The university’s recordkeeping systems include all information systems used to capture, create, manage, and provide access to the university’s business information over time. This includes enterprise or dedicated systems – such as the student information system and human resources management system – and also less structured electronic work and collaboration tools such as SharePoint sites and shared directories in offices, when these tools are used to share and manage business records. The university’s recordkeeping systems also include any cloud-based or externally-hosted systems used in university activities which store and
manage the university’s business information/records. Rather than being created as an extra task, the minimum recordkeeping metadata is often available in our recordkeeping systems, but must be identified and then managed and preserved to meet the university’s legal and business requirements for recordkeeping. Whenever possible, the assignment of recordkeeping metadata should be automatic.

Recordkeeping metadata is generated when a record is created or imported into a system, and also as the record is used and maintained in work processes, allowing us to track through time the changes to and uses of the record, and its connections with other records. Typically, this metadata should not be altered unless it is later found to be incorrect or incomplete. Recordkeeping metadata falls into the five categories of:

  • Metadata about the record itself (e.g., document title, file format)
  • Metadata about university rules or policies (e.g., security classification of the record)
  • Metadata about the individuals and organizational units creating or using the records (e.g.,individuals’ full names and positions)
  • Metadata about operational activities or processes (e.g., workflow routing of records)
  • Metadata about records management processes (e.g., records retention period)

Back to the top

Benefits
The benefits of well-managed recordkeeping metadata include:

  • Improved retrieval of electronic records
  • Increased ability to demonstrate accountability and to mitigate against financial or legislative penalties
  • Improved security and ability to trace unauthorized actions on records
  • Reduced risk of loss or accidental deletion of records
  • Increased opportunity to automate business and recordkeeping processes
  • Increased ability to plan for migration of records to new systems
  • Enhanced protection of records with long-term value to the university.
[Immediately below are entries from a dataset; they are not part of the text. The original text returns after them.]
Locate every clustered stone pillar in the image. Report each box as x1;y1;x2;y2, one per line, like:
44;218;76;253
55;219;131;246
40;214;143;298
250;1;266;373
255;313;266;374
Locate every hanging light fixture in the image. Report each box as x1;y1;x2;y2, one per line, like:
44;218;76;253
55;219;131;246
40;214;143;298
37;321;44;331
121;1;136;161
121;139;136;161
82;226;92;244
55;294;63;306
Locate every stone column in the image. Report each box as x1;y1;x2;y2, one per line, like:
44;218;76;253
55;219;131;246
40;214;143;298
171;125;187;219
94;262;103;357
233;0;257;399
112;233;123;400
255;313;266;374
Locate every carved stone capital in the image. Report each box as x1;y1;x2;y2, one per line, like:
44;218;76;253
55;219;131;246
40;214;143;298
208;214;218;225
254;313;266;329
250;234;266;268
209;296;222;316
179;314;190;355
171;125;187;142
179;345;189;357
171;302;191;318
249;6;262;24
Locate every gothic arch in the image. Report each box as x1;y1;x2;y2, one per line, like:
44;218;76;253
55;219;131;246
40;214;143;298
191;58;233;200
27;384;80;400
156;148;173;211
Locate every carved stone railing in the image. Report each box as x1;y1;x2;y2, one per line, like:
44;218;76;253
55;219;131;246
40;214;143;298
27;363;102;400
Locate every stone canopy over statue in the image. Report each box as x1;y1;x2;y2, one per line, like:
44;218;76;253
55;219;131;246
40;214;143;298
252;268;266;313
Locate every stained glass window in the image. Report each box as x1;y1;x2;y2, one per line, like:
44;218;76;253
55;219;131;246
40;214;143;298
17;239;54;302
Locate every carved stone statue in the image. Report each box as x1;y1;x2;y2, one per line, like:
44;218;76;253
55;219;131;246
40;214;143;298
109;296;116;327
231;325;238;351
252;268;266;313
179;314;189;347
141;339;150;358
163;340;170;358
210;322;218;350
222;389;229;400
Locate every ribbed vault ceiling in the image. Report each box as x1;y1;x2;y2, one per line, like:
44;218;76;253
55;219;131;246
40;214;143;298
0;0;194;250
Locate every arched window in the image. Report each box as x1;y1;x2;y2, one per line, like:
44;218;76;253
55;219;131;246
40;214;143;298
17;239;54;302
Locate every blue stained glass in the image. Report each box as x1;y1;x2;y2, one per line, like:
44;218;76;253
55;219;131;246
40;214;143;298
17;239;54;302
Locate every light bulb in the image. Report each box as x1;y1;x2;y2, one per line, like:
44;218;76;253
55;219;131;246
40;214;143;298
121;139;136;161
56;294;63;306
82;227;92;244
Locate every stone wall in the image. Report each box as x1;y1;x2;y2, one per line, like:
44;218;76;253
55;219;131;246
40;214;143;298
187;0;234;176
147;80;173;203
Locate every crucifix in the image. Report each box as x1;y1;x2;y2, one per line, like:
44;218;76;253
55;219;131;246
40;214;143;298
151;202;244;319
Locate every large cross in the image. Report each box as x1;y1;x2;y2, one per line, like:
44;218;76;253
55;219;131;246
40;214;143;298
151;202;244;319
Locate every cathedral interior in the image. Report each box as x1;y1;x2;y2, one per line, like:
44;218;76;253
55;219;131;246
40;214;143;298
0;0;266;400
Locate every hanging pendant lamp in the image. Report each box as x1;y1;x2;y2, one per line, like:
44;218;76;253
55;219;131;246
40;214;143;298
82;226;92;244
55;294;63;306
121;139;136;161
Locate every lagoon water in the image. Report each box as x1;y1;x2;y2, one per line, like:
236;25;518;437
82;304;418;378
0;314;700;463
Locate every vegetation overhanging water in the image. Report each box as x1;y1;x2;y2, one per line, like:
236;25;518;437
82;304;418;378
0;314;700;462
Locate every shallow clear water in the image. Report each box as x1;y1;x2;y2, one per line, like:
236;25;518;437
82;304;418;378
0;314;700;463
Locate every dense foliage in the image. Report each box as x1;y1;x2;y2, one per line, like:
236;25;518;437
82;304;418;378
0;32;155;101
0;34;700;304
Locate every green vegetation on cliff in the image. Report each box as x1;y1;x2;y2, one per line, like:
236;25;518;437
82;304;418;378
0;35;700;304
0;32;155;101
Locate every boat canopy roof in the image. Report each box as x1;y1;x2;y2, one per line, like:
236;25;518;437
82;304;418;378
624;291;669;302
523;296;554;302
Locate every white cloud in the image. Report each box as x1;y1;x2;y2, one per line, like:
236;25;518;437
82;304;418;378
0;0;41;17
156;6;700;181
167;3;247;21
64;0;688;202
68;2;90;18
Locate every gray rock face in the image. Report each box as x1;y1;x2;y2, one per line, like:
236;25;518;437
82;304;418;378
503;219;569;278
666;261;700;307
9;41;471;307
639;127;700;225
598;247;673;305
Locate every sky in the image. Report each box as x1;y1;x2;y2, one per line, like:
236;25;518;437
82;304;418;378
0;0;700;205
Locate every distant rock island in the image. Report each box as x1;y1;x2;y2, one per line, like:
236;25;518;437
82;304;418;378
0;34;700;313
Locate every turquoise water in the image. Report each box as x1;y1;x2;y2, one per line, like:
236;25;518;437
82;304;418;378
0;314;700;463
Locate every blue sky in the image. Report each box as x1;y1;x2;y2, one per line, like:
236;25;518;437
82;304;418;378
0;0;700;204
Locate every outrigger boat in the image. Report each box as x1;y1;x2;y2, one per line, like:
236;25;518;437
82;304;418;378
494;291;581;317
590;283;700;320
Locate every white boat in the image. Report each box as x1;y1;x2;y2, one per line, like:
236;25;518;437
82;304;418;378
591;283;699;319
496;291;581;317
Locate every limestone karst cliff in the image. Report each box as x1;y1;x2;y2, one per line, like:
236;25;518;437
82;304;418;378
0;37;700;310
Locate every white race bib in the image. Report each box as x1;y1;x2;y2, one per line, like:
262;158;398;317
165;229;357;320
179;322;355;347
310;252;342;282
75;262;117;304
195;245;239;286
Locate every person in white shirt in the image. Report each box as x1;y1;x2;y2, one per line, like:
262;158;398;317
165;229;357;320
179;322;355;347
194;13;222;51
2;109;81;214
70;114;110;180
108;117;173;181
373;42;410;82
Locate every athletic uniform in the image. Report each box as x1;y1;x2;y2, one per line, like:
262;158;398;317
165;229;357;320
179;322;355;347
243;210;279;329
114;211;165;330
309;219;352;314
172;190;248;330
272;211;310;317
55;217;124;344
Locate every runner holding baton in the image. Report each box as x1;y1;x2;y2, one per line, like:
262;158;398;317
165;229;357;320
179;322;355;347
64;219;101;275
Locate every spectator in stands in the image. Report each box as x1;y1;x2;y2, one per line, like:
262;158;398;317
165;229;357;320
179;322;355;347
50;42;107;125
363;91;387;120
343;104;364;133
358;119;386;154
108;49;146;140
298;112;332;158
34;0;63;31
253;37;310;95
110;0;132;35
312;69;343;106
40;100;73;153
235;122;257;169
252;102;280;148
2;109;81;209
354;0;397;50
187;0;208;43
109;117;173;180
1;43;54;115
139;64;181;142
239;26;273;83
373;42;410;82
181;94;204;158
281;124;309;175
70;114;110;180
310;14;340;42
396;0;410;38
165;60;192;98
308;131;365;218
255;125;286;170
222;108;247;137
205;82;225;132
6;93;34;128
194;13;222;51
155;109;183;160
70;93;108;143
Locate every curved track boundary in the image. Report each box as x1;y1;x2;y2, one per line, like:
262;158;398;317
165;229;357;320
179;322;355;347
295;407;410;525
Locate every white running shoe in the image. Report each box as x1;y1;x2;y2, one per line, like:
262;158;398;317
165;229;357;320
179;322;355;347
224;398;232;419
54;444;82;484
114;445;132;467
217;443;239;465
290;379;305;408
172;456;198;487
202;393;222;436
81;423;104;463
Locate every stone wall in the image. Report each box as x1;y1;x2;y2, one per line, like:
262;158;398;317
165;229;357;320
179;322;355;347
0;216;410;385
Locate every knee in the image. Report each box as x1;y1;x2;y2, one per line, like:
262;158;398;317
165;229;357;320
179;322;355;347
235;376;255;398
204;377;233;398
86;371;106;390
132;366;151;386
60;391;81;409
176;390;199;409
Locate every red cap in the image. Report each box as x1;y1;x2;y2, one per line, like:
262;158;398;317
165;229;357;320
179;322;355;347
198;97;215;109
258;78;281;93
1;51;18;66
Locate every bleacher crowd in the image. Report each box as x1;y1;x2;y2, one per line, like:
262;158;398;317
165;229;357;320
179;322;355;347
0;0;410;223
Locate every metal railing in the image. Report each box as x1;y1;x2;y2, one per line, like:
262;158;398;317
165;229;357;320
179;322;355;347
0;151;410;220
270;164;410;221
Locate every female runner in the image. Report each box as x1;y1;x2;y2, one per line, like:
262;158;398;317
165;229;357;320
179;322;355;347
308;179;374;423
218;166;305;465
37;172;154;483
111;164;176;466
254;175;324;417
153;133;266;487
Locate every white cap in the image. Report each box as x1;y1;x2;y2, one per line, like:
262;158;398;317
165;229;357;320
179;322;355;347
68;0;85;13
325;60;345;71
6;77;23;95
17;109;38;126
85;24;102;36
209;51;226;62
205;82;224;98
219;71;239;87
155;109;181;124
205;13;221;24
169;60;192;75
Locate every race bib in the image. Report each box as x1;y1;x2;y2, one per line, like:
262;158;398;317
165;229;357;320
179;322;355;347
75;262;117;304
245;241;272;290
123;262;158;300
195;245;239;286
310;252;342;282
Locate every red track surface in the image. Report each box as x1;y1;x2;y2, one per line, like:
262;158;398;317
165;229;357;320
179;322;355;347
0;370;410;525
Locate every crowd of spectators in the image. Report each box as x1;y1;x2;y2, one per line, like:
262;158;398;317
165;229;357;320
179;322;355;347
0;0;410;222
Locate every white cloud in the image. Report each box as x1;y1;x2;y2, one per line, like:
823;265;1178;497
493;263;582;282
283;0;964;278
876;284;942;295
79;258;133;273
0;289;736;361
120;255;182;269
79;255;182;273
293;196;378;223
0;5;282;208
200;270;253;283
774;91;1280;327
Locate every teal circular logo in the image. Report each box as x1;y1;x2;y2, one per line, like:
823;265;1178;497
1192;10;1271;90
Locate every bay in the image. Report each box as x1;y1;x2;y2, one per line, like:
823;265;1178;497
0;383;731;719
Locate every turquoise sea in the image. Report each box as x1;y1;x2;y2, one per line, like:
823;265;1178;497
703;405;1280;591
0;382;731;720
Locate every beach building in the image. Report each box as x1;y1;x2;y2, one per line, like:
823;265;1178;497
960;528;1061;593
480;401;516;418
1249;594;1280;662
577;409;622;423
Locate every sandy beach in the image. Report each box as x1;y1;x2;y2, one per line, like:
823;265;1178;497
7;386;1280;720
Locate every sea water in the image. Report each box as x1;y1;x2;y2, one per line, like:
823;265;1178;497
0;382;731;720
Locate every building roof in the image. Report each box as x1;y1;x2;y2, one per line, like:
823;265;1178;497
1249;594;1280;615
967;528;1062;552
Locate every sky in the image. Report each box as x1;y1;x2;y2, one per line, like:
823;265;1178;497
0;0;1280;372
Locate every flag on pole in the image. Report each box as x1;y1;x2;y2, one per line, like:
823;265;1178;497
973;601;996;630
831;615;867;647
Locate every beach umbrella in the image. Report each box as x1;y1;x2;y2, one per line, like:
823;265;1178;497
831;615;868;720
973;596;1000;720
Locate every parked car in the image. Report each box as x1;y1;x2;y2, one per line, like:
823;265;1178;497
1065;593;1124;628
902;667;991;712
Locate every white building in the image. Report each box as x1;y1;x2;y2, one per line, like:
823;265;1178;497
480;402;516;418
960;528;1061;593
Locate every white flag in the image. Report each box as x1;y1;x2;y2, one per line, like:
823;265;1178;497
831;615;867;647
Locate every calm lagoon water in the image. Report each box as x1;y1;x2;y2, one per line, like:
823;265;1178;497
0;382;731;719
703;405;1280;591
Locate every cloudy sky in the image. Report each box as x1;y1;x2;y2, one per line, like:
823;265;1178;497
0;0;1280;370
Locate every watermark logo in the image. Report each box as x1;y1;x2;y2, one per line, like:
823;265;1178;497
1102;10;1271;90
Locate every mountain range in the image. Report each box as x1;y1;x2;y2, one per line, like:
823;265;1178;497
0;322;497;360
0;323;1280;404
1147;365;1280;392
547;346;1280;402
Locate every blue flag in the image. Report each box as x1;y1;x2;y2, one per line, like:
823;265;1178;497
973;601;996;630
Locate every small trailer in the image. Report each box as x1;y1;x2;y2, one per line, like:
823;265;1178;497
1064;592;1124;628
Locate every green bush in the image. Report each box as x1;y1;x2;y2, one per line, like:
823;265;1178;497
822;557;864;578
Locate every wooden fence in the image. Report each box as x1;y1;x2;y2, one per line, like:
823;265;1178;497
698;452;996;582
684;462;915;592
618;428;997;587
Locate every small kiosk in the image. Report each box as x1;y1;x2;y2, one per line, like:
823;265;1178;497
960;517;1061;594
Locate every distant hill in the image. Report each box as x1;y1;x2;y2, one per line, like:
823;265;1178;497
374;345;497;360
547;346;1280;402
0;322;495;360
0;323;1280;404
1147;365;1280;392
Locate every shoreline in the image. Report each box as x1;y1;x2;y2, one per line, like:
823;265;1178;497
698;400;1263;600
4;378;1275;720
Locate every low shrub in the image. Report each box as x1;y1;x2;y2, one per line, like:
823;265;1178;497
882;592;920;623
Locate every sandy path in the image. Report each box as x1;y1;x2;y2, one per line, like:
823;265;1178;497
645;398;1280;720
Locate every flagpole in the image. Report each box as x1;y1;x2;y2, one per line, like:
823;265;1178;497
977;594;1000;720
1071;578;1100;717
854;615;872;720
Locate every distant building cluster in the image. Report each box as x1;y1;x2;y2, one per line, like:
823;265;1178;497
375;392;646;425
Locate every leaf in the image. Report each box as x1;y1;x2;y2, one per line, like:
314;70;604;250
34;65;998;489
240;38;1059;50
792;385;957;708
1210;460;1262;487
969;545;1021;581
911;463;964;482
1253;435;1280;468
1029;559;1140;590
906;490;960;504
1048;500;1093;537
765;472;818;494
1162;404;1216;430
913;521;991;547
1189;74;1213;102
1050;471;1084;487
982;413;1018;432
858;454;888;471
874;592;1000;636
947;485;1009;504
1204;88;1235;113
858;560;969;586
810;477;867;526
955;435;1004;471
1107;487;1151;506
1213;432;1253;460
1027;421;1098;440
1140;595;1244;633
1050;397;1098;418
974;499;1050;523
Relationship to other standards
This standard supports University of Waterloo Policy 46, Information Management, by providing guidance on how to meet generally accepted standards for managing electronic records. Recordkeeping metadata is also required for compliance with Policy 46, Information Management. Implementation of this standard facilitates the university’s compliance with national and international standards for records and information management.

Back to the top

Roles and responsibilities

Unit heads/managers: in addition to their general recordkeeping responsibilities described in Policy 46, unit managers/heads, with the assistance of Information Systems and Technology (IST) staff, are responsible for:

  • Ensuring that recordkeeping metadata is available for their records, and is described in their unit’s recordkeeping procedures
  • In consultation with the university records manager, identifying any discrepancies between the available and the required recordkeeping metadata, and developing strategies to fill these gaps
  • Ensuring that their unit can retrieve records when requested, and information on the history, use and disposal of their records
  • Ensuring that quality assurance procedures for recordkeeping metadata are followed by their staff and regularly reviewed.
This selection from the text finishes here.